Results: On the basis of PCR assay results, the overall prevalence of H. felis infection was 19.5% (43/220). Suspect cats (28.0%; 23/82) were significantly more likely than control cats (14.5%; 20/138) to be H. felis infected. Significantly greater numbers of suspect cats were H. felis-OH infected (12.2%, 9/82) or H. felis-OH and H. felis-CA infected (4.9%, 4/82) than control cats (0% [0/138] and 0.7% [1/138], respectively). Significantly more anemic cats were H. felis-OH infected (14.3%; 4/28) or H. felis-OH and H. felis-CA infected (7.1%; 2/28) than nonanemic cats (2.3% [3/128] and 0.8% [1/128], respectively). The PCR assay was more accurate than cytologic examination for detection of H. felis.

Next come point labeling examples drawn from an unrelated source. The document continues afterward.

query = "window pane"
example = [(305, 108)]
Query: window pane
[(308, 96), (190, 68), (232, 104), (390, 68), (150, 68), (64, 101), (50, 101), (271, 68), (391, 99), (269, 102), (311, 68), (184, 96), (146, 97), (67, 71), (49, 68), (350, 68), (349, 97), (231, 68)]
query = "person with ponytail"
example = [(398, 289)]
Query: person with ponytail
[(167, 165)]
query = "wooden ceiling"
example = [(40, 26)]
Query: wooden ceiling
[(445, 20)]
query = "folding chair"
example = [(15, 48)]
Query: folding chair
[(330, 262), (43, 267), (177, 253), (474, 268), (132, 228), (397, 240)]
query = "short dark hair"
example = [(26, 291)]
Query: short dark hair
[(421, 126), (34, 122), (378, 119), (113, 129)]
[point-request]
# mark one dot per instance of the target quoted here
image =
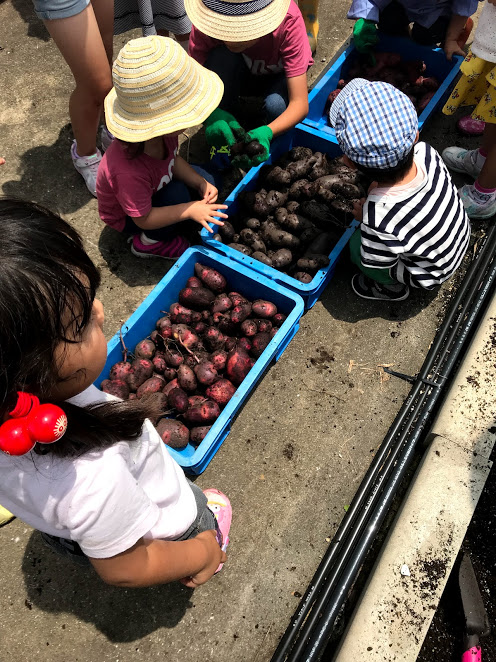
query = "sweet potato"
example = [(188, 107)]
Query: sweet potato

Conclusions and clinical relevance: Haemobartonella felis infections are more common in cats than previously recognized. Haemobartonella felis-OH is apparently more pathogenic than H. felis-CA. The PCR assay is more accurate than cytologic examination for detection of H. felis infection and is an effective clinical tool for the detection and differentiation of both H. felis strains known to infect cats.